Let me explain: most of our cultural norms were made up back when the printing press was technology new enough to confuse anyone over 50. Of course, at that time there weren’t a whole lot of people over 50. The average life span was 40, which means I’d likely be a dozen years dead.
So here we are in 2022. In the U.S., you can expect to live to a little over 79, which is double what it was when we decided “’Til Death Do Us Part” was a good idea. Even as recently as 1950, you’d only expect to live to 66.5. That’s an enormous difference.
I’m not saying that we should be sad that we are living longer or that we should change wedding vows to “’Til Death or 25 Years Do Us Part.” On the contrary, we should all be excited that we have the chance to see Halley’s Comet twice. On the other hand, perhaps we ought to adjust our expectations.
One of the ‘little blessings’ that comes along with turning 50 is that you start getting mail from AARP and hearing aid companies and Tom Selleck telling you that reverse mortgages are a good idea. I qualify for some senior discounts, which seems awfully strange to me, because in my head I’m still around 28. Being a senior at 50 makes sense if you can only expect to live another 15 years. If you only live until 65 and don’t start being a senior at 50, most people aren’t going to get much time to be seniors. But now that we can bet on another 30 years, it seems silly.

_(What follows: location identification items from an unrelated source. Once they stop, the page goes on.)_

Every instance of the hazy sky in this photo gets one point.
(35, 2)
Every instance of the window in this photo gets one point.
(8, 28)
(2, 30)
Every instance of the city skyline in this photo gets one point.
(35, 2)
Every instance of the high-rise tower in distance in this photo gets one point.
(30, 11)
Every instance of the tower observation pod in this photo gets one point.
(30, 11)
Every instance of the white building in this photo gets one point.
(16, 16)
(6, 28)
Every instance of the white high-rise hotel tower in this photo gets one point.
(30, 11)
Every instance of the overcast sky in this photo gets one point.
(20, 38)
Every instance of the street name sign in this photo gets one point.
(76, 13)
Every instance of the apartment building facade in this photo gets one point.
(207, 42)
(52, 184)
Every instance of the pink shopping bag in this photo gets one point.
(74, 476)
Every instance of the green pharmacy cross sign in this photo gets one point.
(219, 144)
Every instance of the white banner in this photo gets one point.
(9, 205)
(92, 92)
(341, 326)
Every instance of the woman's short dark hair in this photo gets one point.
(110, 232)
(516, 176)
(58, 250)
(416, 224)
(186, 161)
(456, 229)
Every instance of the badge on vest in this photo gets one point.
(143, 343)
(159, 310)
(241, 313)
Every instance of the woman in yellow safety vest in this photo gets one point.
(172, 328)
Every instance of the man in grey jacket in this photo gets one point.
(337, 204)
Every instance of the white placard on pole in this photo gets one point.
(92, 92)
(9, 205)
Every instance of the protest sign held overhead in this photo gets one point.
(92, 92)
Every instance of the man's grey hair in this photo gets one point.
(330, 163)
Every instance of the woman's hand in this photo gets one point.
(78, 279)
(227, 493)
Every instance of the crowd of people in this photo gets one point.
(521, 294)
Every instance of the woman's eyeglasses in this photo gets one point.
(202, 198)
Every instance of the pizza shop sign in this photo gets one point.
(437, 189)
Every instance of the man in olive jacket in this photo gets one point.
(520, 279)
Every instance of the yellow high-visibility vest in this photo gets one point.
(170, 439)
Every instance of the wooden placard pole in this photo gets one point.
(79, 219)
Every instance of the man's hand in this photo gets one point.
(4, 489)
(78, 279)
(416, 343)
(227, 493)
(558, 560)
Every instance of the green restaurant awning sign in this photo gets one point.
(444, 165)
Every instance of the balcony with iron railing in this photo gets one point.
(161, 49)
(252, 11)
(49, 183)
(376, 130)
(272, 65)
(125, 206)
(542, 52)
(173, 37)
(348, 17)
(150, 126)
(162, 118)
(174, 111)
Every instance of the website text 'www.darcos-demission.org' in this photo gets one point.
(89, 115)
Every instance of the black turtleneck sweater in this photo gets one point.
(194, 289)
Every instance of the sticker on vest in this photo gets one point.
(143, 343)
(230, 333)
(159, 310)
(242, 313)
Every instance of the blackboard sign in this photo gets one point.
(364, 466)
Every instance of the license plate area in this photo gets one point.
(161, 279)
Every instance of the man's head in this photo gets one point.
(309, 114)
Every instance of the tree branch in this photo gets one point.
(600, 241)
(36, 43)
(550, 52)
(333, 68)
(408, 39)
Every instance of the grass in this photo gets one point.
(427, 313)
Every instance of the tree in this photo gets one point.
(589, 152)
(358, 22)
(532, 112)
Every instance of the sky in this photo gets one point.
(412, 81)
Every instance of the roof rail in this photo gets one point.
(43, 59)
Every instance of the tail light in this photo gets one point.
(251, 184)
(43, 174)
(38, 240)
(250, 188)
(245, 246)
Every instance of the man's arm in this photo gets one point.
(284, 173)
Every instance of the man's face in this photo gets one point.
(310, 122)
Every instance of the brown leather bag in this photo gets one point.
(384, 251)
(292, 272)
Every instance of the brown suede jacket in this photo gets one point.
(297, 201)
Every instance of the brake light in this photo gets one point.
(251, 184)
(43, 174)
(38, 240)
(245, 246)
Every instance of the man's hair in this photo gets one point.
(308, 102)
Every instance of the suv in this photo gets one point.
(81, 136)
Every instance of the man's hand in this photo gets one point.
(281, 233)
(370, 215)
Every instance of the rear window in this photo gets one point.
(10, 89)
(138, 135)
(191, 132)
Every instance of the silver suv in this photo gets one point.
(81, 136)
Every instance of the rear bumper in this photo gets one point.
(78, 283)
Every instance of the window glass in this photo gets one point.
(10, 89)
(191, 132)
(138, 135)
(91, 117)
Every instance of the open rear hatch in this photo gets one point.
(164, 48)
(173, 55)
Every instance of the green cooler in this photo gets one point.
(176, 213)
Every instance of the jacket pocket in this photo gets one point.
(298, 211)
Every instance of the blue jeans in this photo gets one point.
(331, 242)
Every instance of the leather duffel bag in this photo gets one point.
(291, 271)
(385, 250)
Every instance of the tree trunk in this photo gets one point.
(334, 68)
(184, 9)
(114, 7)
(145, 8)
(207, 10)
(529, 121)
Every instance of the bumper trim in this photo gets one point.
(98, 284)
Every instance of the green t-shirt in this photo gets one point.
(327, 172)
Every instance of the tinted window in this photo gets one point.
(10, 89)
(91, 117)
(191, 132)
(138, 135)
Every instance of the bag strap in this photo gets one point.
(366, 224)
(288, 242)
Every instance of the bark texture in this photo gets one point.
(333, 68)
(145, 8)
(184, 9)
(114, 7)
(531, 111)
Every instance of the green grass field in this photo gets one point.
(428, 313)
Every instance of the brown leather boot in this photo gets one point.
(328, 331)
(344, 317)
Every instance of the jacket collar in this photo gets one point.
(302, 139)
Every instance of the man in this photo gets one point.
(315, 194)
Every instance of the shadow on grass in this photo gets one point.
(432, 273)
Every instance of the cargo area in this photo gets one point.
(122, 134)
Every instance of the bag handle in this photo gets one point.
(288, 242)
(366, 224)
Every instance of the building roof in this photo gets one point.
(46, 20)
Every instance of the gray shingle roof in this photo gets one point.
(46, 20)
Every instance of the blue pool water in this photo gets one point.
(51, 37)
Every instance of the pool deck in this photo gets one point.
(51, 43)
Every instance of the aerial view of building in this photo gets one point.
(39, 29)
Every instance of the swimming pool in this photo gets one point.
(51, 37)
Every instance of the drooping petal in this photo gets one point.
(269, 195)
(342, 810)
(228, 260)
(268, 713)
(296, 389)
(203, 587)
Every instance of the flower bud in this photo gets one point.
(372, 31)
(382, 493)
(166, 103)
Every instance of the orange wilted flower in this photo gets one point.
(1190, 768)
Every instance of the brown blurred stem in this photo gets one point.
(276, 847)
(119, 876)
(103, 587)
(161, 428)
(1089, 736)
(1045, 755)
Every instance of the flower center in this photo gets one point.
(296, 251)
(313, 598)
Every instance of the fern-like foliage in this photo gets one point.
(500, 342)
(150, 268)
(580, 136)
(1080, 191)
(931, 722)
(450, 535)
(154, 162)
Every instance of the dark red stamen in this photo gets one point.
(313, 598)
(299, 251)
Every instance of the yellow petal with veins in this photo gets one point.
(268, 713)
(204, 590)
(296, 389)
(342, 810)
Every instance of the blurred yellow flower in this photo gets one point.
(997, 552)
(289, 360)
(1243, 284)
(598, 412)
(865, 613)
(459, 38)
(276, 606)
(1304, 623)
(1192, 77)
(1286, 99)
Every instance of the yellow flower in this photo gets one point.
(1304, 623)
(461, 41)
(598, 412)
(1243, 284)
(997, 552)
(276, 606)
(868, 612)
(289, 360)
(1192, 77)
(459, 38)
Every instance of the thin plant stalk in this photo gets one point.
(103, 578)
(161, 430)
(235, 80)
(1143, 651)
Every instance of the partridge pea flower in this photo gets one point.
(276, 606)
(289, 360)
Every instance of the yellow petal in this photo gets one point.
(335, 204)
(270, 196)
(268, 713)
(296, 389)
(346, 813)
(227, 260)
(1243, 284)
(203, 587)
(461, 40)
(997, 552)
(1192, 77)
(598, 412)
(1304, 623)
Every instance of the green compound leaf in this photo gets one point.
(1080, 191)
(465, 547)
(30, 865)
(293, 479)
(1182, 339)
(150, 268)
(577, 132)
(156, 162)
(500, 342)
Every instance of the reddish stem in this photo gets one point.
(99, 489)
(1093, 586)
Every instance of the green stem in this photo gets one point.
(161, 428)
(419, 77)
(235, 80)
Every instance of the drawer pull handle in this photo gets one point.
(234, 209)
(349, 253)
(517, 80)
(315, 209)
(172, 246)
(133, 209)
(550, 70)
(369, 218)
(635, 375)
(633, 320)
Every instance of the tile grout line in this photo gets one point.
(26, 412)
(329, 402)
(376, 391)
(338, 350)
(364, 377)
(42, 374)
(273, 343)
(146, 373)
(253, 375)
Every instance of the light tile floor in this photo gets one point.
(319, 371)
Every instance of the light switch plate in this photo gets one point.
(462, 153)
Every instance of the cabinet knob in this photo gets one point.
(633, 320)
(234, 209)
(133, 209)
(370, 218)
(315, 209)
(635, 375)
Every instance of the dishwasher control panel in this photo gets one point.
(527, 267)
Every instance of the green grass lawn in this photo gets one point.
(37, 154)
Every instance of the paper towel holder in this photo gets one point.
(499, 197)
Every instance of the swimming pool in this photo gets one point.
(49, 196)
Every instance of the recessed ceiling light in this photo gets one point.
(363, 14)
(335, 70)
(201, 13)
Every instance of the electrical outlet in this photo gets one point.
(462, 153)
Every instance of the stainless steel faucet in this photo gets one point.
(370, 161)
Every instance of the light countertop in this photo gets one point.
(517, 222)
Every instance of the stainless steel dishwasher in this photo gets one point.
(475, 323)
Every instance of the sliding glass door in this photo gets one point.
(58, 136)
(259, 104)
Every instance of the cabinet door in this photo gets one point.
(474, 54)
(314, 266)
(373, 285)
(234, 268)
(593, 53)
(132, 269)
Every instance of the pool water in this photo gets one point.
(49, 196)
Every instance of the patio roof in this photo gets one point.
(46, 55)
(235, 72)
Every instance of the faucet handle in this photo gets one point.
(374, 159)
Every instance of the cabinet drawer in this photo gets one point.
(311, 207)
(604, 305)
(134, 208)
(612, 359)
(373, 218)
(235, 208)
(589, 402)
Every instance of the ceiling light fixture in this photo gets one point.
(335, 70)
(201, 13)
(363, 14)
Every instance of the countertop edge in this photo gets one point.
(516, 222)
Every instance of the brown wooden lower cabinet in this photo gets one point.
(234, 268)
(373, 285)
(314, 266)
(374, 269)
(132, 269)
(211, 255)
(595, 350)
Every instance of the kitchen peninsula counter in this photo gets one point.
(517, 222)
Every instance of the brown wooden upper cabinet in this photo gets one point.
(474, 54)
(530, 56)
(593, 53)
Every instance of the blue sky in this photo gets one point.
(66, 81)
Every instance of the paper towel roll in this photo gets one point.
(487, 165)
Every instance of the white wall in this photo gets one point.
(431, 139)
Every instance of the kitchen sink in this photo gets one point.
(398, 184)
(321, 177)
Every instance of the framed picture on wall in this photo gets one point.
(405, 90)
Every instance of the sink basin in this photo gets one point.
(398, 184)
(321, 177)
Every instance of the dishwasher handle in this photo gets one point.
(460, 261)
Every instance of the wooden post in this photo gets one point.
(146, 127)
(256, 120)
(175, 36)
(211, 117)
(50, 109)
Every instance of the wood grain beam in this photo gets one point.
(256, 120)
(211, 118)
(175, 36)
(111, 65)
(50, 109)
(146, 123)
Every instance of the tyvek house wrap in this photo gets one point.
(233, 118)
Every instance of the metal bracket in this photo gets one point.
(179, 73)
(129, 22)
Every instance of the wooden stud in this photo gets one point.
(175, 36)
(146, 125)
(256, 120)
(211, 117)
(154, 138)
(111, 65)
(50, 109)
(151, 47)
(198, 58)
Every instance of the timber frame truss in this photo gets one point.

It also seems silly that we’ve based our expectations on limitations that don’t exist anymore. Is the divorce rate going up? Well, of course it is! Not because of uncontested divorce and the fact that there isn’t that kind of societal shame associated with it, but because when teenage Romeo and Juliet got together at 14 they expected only another 25 years. Now, even if you wait until 40 to take the plunge, the age at which R & J figured they’d be gone, you should still expect to be together for another 40. It’s one thing to put up with wet towels on the floor for a quarter century, but an entire half? Of course most of us don’t make it through the long haul.
Retirement is yet another bugaboo. Back in the heyday of the pension, when Ward Cleaver came home expecting June to give him a cocktail, a pipe, and his slippers, 30 years was standard. You worked for 30 years, you got your gold watch, and you went home to get paid for doing virtually nothing: the reward for three whole decades of contribution. This made some sense, mathematically. If you started working at 20, and retired after 30 years at 50, you’d have 15 years of retirement. In your 45 year adulthood, you spend 2/3 of it working. Now, if you retire after 30 years, you still have another 30 to go. That same (non-existent) pension and IRA has to last you twice as long. That requires financial magic. Better keep working another 10 or 15 years.
Same body, same brain, same stamina, yet we’re expected to stay in the rat race until the age when our grandfathers were dead. We still get the same 15 years of rest at the end, but it comes after half again as much work. No wonder my peers are all burned out and say the ‘f’ word a lot.
You know, the ‘f’ word. Ffffffour-oh-one-kay.
 If not younger.
 Here I switch into lawyer mode: except in rare, land-rich-cash-poor situations, they aren’t.
 Spoiler alert: it ended up being more like 25 minutes.
 I swear (no pun intended) that’s the ‘f’ word I meant the whole time.